By Friday morning you should have:

  • Discharge summary, med list, PT/OT eval, and cognitive assessment in hand.
  • An honest level-of-care match (not the hospital's first suggestion).
  • Three facilities toured or video-walked, with BHCQC records reviewed.
  • A signed contract with refundability and downward-transfer terms in writing.
  • 30 days of medications and a POLST in the transport bag.
  • Two-day visit schedule blocked on your calendar.
  • HCBW eligibility roughed out, even if not yet applied for.

If you are reading this on a Tuesday afternoon with a Friday discharge date, you are not behind. You have time to do this right. If you'd like a free phone consult — even at 8 p.m. on a Wednesday — we walk Las Vegas Valley families through this exact playbook every week.

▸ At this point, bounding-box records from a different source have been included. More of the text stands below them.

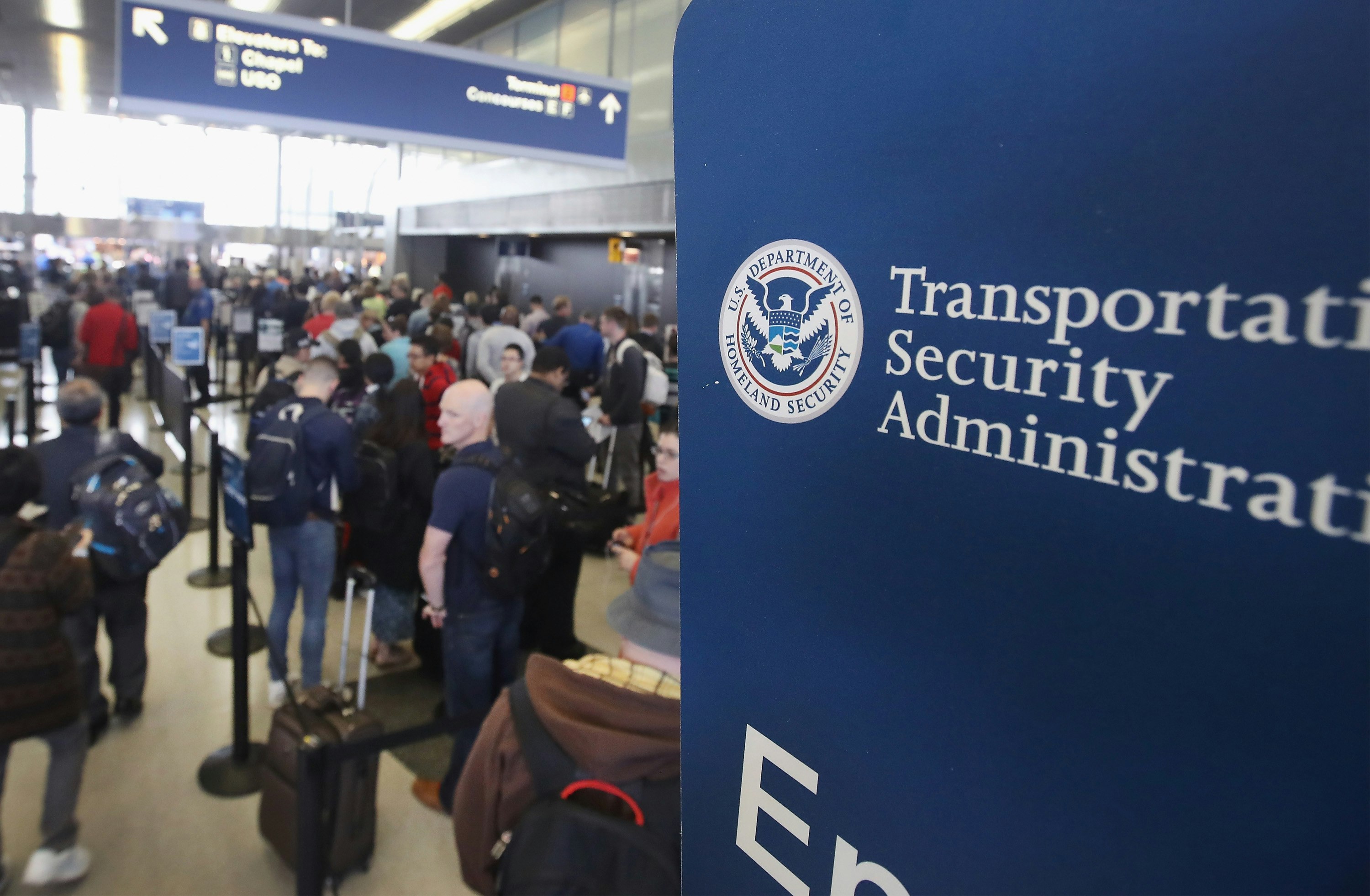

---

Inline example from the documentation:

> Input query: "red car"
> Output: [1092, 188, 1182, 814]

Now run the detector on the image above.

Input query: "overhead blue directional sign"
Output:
[116, 0, 629, 167]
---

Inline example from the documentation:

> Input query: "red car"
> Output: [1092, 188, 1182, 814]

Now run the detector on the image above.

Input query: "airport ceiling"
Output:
[0, 0, 541, 121]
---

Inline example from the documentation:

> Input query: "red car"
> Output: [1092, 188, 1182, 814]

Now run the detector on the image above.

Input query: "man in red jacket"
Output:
[410, 336, 456, 451]
[608, 425, 681, 581]
[77, 292, 138, 429]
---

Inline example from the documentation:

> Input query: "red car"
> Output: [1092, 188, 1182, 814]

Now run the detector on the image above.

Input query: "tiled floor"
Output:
[0, 375, 627, 896]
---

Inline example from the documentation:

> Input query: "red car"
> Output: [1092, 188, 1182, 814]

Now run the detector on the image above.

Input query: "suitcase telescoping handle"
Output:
[338, 566, 375, 710]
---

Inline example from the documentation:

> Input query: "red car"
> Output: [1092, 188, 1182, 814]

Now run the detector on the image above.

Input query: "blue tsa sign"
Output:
[171, 326, 206, 367]
[118, 0, 629, 167]
[674, 0, 1370, 896]
[148, 308, 175, 345]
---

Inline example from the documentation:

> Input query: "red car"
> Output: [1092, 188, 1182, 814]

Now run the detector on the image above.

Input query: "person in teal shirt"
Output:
[381, 314, 410, 386]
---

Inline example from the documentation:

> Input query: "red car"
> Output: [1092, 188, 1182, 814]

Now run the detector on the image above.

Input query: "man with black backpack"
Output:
[414, 379, 523, 811]
[452, 541, 681, 896]
[495, 345, 596, 659]
[33, 377, 163, 744]
[247, 358, 358, 708]
[38, 290, 77, 385]
[0, 445, 99, 891]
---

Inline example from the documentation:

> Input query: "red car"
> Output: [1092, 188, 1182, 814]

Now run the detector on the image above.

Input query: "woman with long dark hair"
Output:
[358, 379, 437, 669]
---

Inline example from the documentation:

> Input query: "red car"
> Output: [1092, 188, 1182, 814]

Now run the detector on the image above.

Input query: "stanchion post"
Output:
[177, 395, 195, 521]
[232, 540, 252, 763]
[23, 360, 38, 447]
[185, 427, 232, 588]
[295, 734, 327, 896]
[238, 337, 248, 414]
[199, 538, 266, 796]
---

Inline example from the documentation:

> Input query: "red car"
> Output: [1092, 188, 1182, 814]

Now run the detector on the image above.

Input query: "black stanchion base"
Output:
[197, 744, 266, 796]
[204, 625, 266, 659]
[185, 566, 233, 588]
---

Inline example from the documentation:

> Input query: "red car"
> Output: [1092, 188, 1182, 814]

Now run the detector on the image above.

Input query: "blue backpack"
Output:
[71, 432, 190, 582]
[247, 399, 329, 526]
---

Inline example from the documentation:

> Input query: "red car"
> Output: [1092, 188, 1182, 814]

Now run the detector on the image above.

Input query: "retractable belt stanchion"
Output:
[199, 538, 266, 808]
[23, 360, 42, 445]
[237, 338, 248, 414]
[181, 395, 212, 532]
[185, 429, 233, 588]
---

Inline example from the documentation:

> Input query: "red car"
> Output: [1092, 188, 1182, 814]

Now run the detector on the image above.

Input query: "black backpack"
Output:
[248, 366, 300, 416]
[38, 301, 71, 348]
[247, 400, 329, 526]
[71, 433, 190, 582]
[492, 678, 681, 896]
[342, 440, 404, 532]
[452, 455, 553, 600]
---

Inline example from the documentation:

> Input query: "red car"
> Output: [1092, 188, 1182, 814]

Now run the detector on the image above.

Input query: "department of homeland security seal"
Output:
[718, 240, 862, 423]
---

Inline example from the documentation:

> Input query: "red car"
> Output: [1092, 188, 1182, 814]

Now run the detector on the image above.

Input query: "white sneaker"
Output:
[23, 845, 90, 886]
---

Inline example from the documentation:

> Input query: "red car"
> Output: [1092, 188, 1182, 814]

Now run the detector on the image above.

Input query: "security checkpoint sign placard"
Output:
[674, 0, 1370, 896]
[148, 308, 177, 345]
[171, 326, 208, 367]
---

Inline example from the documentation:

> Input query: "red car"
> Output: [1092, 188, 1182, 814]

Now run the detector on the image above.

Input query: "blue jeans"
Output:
[266, 519, 337, 688]
[438, 597, 523, 812]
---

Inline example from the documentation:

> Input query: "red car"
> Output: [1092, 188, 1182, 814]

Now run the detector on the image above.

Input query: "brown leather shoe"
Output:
[410, 778, 447, 815]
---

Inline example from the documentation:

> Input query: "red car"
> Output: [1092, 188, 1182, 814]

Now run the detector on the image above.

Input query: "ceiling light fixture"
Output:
[229, 0, 281, 12]
[42, 0, 85, 32]
[48, 34, 90, 112]
[385, 0, 490, 41]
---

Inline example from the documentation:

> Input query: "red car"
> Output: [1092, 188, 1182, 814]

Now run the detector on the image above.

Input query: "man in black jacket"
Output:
[495, 347, 595, 659]
[33, 377, 163, 744]
[600, 306, 647, 510]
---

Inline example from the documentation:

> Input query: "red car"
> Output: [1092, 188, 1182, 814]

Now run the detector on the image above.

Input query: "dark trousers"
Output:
[519, 529, 585, 659]
[604, 423, 647, 512]
[0, 718, 90, 852]
[88, 364, 125, 429]
[48, 345, 77, 386]
[438, 597, 523, 812]
[63, 575, 148, 722]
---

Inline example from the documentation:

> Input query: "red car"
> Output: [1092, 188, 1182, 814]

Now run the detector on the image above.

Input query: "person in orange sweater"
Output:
[608, 425, 681, 580]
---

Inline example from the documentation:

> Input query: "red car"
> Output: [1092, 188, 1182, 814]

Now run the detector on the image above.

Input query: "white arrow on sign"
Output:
[600, 93, 623, 125]
[133, 7, 167, 47]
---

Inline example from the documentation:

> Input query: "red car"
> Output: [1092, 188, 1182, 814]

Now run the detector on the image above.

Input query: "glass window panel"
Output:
[627, 0, 677, 134]
[558, 0, 610, 74]
[481, 25, 514, 56]
[199, 127, 275, 227]
[608, 0, 636, 78]
[33, 110, 126, 218]
[118, 115, 208, 204]
[515, 3, 562, 66]
[0, 105, 23, 212]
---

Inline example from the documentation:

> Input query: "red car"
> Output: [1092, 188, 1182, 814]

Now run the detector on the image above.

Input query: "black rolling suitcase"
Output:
[258, 570, 385, 880]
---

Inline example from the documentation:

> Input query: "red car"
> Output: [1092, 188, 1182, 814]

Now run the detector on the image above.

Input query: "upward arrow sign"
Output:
[600, 93, 623, 125]
[133, 7, 167, 47]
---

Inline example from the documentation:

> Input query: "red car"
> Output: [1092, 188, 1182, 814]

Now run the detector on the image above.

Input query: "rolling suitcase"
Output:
[258, 569, 385, 880]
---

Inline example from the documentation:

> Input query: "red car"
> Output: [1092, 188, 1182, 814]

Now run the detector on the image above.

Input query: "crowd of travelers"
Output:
[0, 262, 681, 892]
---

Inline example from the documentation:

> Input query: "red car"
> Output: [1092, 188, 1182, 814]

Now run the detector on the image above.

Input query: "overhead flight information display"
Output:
[116, 0, 629, 167]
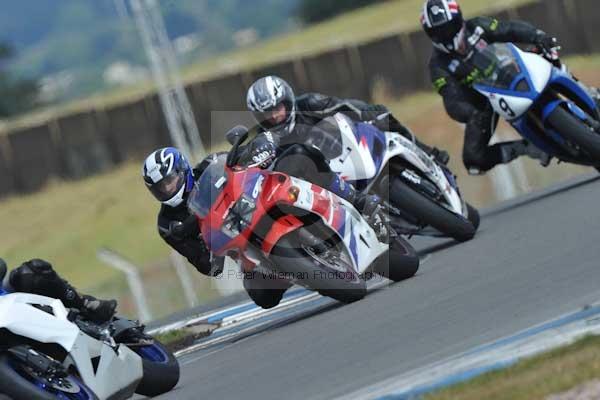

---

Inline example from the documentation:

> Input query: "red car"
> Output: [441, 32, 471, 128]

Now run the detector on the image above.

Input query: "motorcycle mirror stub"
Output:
[0, 258, 8, 286]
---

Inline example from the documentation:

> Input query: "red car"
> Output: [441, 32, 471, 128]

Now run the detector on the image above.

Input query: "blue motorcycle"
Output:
[471, 43, 600, 168]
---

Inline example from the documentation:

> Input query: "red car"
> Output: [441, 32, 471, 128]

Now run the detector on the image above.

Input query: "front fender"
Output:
[262, 215, 304, 255]
[0, 293, 79, 352]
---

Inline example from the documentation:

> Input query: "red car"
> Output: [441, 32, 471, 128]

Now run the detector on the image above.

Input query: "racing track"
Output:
[155, 175, 600, 400]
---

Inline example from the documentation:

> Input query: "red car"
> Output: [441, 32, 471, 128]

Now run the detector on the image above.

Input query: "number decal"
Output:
[498, 97, 516, 118]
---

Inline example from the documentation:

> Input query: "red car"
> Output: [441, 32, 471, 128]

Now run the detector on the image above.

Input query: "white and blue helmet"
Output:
[142, 147, 194, 207]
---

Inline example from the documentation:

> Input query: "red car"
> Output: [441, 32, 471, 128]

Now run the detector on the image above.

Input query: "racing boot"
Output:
[373, 113, 450, 165]
[500, 140, 552, 167]
[587, 86, 600, 109]
[9, 259, 117, 323]
[353, 193, 394, 243]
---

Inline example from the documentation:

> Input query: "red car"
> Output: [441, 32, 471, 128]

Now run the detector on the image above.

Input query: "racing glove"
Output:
[252, 137, 277, 168]
[164, 215, 200, 241]
[360, 104, 389, 121]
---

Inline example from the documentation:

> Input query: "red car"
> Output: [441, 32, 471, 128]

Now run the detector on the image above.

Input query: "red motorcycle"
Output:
[188, 132, 419, 303]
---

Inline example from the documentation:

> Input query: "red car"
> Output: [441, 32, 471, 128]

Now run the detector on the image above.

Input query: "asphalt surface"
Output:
[160, 176, 600, 400]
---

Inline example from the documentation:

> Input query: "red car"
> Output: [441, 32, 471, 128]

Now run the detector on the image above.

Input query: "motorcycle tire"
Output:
[390, 178, 479, 242]
[135, 340, 180, 397]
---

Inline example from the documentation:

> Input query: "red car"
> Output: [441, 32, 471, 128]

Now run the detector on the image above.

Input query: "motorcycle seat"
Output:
[0, 258, 8, 287]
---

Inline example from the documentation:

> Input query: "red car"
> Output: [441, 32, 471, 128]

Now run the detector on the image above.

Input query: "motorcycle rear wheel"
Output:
[270, 228, 367, 303]
[390, 178, 479, 242]
[130, 340, 180, 397]
[375, 237, 420, 282]
[548, 107, 600, 163]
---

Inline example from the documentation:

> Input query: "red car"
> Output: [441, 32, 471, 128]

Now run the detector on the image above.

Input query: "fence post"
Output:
[96, 248, 152, 322]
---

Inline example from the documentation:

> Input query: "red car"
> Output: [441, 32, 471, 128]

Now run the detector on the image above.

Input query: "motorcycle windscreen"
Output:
[187, 154, 227, 219]
[470, 43, 521, 90]
[306, 117, 343, 160]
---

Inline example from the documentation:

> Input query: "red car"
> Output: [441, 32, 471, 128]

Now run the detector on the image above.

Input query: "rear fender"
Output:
[385, 132, 467, 217]
[0, 293, 79, 352]
[291, 177, 389, 273]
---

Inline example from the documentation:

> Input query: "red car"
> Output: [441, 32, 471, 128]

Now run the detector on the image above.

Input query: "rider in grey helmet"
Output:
[247, 76, 448, 239]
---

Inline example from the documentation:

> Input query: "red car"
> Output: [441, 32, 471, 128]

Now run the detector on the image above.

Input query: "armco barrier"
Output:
[8, 124, 61, 193]
[0, 0, 600, 196]
[56, 110, 113, 179]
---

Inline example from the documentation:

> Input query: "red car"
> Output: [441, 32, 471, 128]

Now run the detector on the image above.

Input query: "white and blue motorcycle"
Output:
[307, 113, 479, 242]
[0, 259, 179, 400]
[471, 43, 600, 168]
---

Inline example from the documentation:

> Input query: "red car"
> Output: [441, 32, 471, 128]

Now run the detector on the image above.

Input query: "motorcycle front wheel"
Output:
[270, 228, 367, 303]
[0, 354, 98, 400]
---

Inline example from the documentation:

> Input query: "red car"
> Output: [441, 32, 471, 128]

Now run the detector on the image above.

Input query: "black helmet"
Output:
[421, 0, 465, 53]
[246, 75, 296, 134]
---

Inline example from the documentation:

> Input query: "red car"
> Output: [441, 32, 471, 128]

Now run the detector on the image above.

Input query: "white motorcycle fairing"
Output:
[316, 113, 468, 218]
[0, 293, 143, 400]
[474, 45, 553, 121]
[291, 177, 389, 274]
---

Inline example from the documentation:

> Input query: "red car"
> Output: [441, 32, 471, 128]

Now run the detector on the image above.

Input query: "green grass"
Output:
[0, 0, 533, 133]
[0, 163, 168, 286]
[424, 336, 600, 400]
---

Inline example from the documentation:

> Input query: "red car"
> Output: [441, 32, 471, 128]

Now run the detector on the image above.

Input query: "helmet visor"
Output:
[149, 171, 185, 202]
[427, 16, 463, 48]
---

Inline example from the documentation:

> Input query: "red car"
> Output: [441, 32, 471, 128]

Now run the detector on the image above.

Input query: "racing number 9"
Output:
[498, 97, 516, 118]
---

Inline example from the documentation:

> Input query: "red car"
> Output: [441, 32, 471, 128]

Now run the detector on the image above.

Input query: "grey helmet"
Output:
[246, 75, 296, 134]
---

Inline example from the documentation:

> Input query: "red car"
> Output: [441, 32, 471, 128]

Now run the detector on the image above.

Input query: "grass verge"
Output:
[0, 56, 600, 303]
[3, 0, 533, 131]
[154, 325, 215, 352]
[424, 336, 600, 400]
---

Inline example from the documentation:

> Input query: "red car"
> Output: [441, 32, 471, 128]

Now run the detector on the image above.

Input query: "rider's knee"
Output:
[246, 289, 285, 309]
[463, 147, 489, 175]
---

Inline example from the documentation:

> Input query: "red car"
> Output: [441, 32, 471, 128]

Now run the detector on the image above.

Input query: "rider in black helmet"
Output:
[247, 76, 448, 236]
[421, 0, 558, 174]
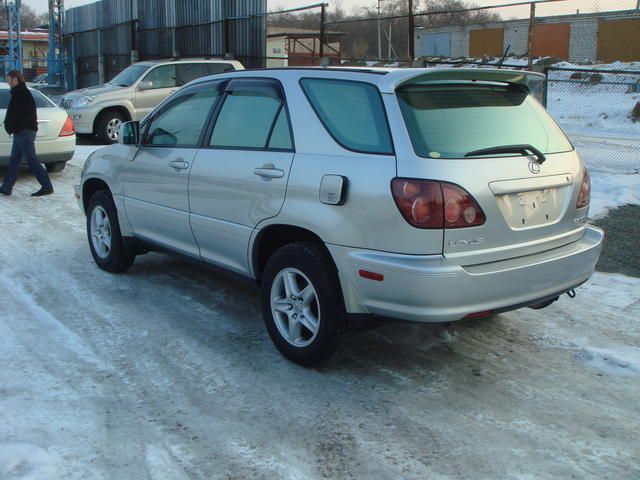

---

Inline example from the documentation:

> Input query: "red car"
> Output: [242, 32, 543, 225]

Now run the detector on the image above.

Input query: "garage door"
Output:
[469, 28, 504, 57]
[418, 32, 451, 57]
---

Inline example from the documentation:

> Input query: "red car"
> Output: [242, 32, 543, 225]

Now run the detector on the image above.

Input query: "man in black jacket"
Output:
[0, 70, 53, 197]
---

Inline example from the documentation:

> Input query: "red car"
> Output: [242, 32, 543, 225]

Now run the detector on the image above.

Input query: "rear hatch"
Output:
[31, 90, 68, 141]
[388, 72, 586, 265]
[0, 89, 67, 143]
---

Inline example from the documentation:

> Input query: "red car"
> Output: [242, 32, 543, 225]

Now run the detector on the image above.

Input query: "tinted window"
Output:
[300, 78, 393, 154]
[210, 84, 291, 149]
[143, 85, 219, 147]
[29, 90, 56, 108]
[206, 63, 235, 75]
[109, 65, 149, 87]
[269, 109, 292, 150]
[397, 84, 572, 158]
[144, 65, 177, 89]
[0, 89, 55, 110]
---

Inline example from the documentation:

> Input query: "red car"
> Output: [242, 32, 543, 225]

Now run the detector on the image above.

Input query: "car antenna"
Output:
[498, 44, 511, 69]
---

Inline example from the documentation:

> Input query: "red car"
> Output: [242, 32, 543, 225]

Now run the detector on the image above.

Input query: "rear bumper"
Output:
[0, 150, 73, 167]
[66, 107, 103, 134]
[327, 226, 604, 322]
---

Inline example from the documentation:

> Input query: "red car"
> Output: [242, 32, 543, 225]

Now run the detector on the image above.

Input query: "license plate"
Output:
[498, 188, 562, 229]
[517, 188, 555, 227]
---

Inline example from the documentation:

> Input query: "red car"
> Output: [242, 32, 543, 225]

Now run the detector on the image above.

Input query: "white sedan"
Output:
[0, 83, 76, 172]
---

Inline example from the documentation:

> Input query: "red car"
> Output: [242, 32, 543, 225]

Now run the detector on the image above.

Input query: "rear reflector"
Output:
[358, 270, 384, 282]
[576, 167, 591, 208]
[464, 310, 492, 318]
[58, 115, 76, 137]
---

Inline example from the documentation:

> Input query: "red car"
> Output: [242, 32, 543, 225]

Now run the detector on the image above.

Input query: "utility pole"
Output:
[527, 2, 536, 70]
[318, 3, 327, 65]
[47, 0, 64, 86]
[409, 0, 416, 66]
[4, 0, 22, 70]
[378, 0, 382, 60]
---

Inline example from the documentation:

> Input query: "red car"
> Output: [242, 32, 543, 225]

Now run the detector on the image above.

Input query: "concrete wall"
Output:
[598, 18, 640, 62]
[266, 37, 288, 68]
[414, 10, 640, 63]
[569, 17, 598, 63]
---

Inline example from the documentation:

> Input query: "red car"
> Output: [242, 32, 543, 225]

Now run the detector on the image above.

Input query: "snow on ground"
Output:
[0, 147, 640, 480]
[589, 170, 640, 218]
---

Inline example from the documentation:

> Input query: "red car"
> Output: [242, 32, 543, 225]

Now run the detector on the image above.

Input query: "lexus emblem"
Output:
[529, 160, 540, 174]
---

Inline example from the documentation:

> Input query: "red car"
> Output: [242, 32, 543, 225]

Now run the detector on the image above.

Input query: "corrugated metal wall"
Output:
[65, 0, 267, 86]
[417, 32, 451, 57]
[469, 28, 504, 57]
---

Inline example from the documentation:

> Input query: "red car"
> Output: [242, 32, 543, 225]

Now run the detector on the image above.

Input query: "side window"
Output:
[178, 63, 209, 85]
[269, 109, 291, 150]
[144, 65, 177, 89]
[300, 78, 393, 155]
[142, 84, 220, 147]
[209, 81, 291, 150]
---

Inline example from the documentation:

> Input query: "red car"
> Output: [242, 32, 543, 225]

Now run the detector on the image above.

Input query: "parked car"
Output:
[0, 83, 76, 172]
[26, 73, 49, 88]
[60, 59, 243, 144]
[76, 68, 603, 365]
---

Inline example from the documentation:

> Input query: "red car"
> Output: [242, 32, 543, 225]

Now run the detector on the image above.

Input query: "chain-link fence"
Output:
[545, 67, 640, 173]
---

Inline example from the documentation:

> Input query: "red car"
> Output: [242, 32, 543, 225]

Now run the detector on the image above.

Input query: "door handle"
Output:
[169, 159, 189, 170]
[253, 163, 284, 180]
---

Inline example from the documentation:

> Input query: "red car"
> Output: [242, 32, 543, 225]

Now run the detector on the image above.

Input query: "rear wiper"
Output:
[465, 144, 547, 165]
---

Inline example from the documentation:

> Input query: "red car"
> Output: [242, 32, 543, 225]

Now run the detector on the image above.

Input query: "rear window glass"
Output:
[0, 90, 55, 110]
[397, 84, 573, 158]
[300, 78, 393, 155]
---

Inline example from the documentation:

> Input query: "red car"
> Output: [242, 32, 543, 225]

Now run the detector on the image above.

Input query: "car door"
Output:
[123, 82, 220, 257]
[189, 79, 294, 273]
[134, 64, 178, 120]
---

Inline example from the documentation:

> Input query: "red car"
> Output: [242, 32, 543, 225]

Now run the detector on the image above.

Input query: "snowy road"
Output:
[0, 148, 640, 480]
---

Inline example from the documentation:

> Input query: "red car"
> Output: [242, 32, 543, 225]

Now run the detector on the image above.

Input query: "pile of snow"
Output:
[578, 346, 640, 377]
[589, 170, 640, 218]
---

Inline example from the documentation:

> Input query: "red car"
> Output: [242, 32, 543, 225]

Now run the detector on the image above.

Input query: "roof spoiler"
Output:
[378, 68, 546, 93]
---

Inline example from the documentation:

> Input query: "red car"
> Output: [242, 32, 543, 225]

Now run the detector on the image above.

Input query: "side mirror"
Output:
[138, 80, 153, 90]
[118, 122, 140, 145]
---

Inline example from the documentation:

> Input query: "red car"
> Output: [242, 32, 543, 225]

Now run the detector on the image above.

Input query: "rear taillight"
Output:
[391, 178, 485, 228]
[58, 115, 76, 137]
[576, 167, 591, 208]
[442, 183, 485, 228]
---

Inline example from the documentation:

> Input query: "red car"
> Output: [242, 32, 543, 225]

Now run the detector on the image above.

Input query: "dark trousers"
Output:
[2, 130, 53, 190]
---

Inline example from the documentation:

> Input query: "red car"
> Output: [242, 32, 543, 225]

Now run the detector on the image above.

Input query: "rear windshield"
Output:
[397, 84, 573, 158]
[0, 89, 55, 110]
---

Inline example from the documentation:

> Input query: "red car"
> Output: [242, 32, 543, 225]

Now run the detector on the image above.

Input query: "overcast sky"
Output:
[23, 0, 637, 15]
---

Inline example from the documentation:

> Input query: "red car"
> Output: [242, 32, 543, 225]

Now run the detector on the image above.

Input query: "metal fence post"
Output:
[319, 3, 327, 64]
[223, 18, 231, 56]
[96, 30, 105, 85]
[527, 2, 536, 70]
[542, 65, 549, 108]
[408, 0, 416, 66]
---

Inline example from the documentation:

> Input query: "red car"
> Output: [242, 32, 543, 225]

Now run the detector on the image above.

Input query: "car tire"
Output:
[87, 190, 136, 273]
[44, 162, 67, 173]
[262, 242, 346, 367]
[96, 110, 127, 145]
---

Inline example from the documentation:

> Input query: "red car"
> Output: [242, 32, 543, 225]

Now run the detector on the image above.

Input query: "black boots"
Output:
[31, 187, 53, 197]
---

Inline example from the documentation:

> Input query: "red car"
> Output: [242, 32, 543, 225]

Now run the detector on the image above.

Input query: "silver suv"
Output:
[76, 68, 603, 365]
[60, 58, 244, 144]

Citations and source notes

Medicare SNF benefit days and 2026 coinsurance rates: Centers for Medicare & Medicaid Services (CMS) annual benefit period schedule. Nevada Medicaid HCBW income, asset, and CSRA limits for 2026: Nevada Aging and Disability Services Division (ADSD) and Nevada Division of Welfare and Supportive Services. Clark County assisted living, memory care, and skilled nursing cost ranges: Genworth Cost of Care Survey (2025 release projected to 2026) cross-referenced with operator-reported 2026 rate sheets in the Vegas Senior Advisor database. Hospital-acquired delirium prevalence and dementia overlap: AARP Public Policy Institute and Alzheimer's Association Desert Southwest Chapter clinical guidance. Facility licensing, complaint history, and inspection records: Nevada Bureau of Health Care Quality and Compliance (BHCQC). VA Aid & Attendance 2026 maximum monthly amounts: U.S. Department of Veterans Affairs Pension Management Center. Nothing in this article constitutes legal, medical, or financial advice; consult a licensed Nevada elder law attorney or your parent's physician for individualized guidance.